The Mariners have been playing encouraging baseball. Last Wednesday, King Felix threw a perfect game. This Tuesday, he had another good outing (2.18 FIP in 7.2 innings), although much different. John Jaso (151 wRC+ this year) did what we are used to seeing him do, hitting a big double. Jesus Montero also showed the power that scouts raved about before the trade but has been largely absent this year (90 wRC + this year).
This was the 7th straight win by the Mariners. They have now scored more runs than they have allowed and have a pythag of 62-62. They are playing their best baseball right now, but thinking about the wildcard at this point is silly. The Mariners are 7.5 games out of the wildcard and are last in the division at 12 games back. The Mariners are already as hot as they can possibly get. The winning streak may continue, but the Mariners aren’t going to go 30-8 for the rest of the year. The MLB season is full of ups and downs. Teams go through stretches where it appears that the team should be blown apart and all the pieces sold to the highest bidder. This is usually followed by mediocrity for extended stretches and some stretches where the team looks like a playoff teams. It is always dangerous to make narratives out of a small stretch of games.

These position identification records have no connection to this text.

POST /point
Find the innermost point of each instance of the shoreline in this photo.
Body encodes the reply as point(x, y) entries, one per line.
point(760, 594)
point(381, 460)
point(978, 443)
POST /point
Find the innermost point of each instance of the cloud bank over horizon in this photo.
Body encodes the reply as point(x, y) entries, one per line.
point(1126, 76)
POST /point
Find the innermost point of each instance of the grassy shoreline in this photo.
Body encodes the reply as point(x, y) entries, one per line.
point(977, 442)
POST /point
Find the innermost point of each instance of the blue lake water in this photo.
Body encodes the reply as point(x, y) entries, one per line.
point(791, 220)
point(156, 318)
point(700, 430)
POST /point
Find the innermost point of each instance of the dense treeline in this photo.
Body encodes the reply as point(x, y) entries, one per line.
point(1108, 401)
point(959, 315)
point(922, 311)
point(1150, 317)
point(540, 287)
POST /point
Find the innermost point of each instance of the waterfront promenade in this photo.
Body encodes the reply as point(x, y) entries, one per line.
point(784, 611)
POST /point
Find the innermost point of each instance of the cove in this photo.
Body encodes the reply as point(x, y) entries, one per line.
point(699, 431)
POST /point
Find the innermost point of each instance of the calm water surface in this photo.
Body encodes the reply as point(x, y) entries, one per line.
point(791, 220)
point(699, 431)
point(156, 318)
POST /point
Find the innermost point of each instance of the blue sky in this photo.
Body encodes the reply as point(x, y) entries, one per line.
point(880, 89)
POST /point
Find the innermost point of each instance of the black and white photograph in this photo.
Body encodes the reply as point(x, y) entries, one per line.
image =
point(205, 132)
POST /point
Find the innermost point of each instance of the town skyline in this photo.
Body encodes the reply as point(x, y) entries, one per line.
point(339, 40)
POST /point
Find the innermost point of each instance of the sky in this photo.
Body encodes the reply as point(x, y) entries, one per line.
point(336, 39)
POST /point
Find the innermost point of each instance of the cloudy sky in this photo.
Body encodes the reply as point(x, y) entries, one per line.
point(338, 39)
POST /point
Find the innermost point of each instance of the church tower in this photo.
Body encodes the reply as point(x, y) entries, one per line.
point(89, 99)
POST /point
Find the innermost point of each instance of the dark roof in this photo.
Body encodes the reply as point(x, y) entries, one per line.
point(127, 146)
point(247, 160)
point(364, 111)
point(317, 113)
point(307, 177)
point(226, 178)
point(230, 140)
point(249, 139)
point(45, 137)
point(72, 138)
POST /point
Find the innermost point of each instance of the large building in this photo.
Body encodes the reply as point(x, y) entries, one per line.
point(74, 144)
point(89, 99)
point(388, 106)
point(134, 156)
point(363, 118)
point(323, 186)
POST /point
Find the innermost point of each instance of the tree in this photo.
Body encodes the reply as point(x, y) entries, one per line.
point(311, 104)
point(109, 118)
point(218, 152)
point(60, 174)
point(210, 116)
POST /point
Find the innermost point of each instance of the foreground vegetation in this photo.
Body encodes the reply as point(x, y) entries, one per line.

It is all about managing expectations. Last night at Safeco, the stadium was more full than it usually is at just over 39,000 people (the Mariners are 11th out of 14 in attendance) and dressed in yellow. Even a terrible Coldplay song couldn’t ruin the moment. According to most of the players on Twitter (and Marketing Director Kevin Martinez) this was the best atmosphere they had seen Safeco. When King Felix quickly gave up a couple of hits, and the Indians pitcher Roberto Hernandez threatened to throw a no hitter, the good day look threatened. However, the Mariners were again beneficiaries of a King Felix outing, and strong bullpen work.

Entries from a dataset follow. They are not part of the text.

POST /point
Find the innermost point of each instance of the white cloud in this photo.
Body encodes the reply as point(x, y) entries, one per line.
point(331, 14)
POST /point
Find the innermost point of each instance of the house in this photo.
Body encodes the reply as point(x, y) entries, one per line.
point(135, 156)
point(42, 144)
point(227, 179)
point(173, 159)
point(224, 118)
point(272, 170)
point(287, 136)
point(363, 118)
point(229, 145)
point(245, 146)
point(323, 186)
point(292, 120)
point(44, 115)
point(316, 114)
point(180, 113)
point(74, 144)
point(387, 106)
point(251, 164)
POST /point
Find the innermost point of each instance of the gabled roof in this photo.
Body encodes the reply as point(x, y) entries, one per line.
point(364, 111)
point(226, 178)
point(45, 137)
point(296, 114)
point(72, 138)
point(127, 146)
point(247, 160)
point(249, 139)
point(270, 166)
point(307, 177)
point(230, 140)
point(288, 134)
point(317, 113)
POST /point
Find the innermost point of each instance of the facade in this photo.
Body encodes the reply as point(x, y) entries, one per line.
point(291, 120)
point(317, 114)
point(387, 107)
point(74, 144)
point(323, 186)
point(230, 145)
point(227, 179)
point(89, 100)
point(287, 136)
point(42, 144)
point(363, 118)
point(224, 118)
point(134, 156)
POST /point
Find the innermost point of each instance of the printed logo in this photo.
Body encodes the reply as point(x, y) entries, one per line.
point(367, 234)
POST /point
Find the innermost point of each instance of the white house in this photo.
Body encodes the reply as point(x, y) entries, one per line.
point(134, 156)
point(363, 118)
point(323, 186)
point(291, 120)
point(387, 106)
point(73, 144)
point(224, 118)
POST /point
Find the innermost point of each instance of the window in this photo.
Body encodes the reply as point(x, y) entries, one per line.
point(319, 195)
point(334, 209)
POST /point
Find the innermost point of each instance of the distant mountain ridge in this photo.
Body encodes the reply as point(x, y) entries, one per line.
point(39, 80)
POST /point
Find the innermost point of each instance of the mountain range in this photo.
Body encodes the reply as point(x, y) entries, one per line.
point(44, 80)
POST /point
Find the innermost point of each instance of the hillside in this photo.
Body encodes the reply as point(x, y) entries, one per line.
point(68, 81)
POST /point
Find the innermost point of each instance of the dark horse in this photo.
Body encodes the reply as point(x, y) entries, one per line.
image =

The next competing Mariners team will still be quite a bit different. As talked about in previous articles, the rotation will not be the same other than Felix and maybe Jason Vargas. The outfield needs improvement. Casper Wells and Michael Saunders are nice pieces, but hardly players that you build your outfield around. Franklin Gutierrez can’t stay healthy and we aren’t totally sure what Trayvon Robinson and Eric Thames are (I believe in the former and not the latter). In the free agent market, there aren’t a whole lot of options. Josh Hamilton will be the most expensive option available. Unless ownership has a sudden change of heart about spending money, there is no chance Hamilton becomes a Mariner. He is also on the wrong side of 30, has an extremely long history of injuries, and is inconsistent and overrated at the plate.
Nick Swisher is another option, but he is reportedly asking for 100 million. It is doubtful he will get that much money, but all it takes is one team. The good thing about Swisher, other than the fact that he is better with the bat than any of the Mariners current outfielders, is that he is a possible 1st base solution. The Yankees have let him play some first base, even with Mark Teixeira’s huge contract. Eventually, he will probably have to play 1st base full time. He is a better option for the Mariners than Mike Carp (who can’t stay healthy anyway) and Justin Smoak. Should the Mariners sign Nick Swisher? I don’t know, but he should at least be talked about if they are willing to spend the money. If the Mariners are going to compete next year, they still need some position players. When the off-season gets here, we will talk more about potential free agents. Right now, it may be time to just reflect on some positive signs and progress for the Seattle ball-club.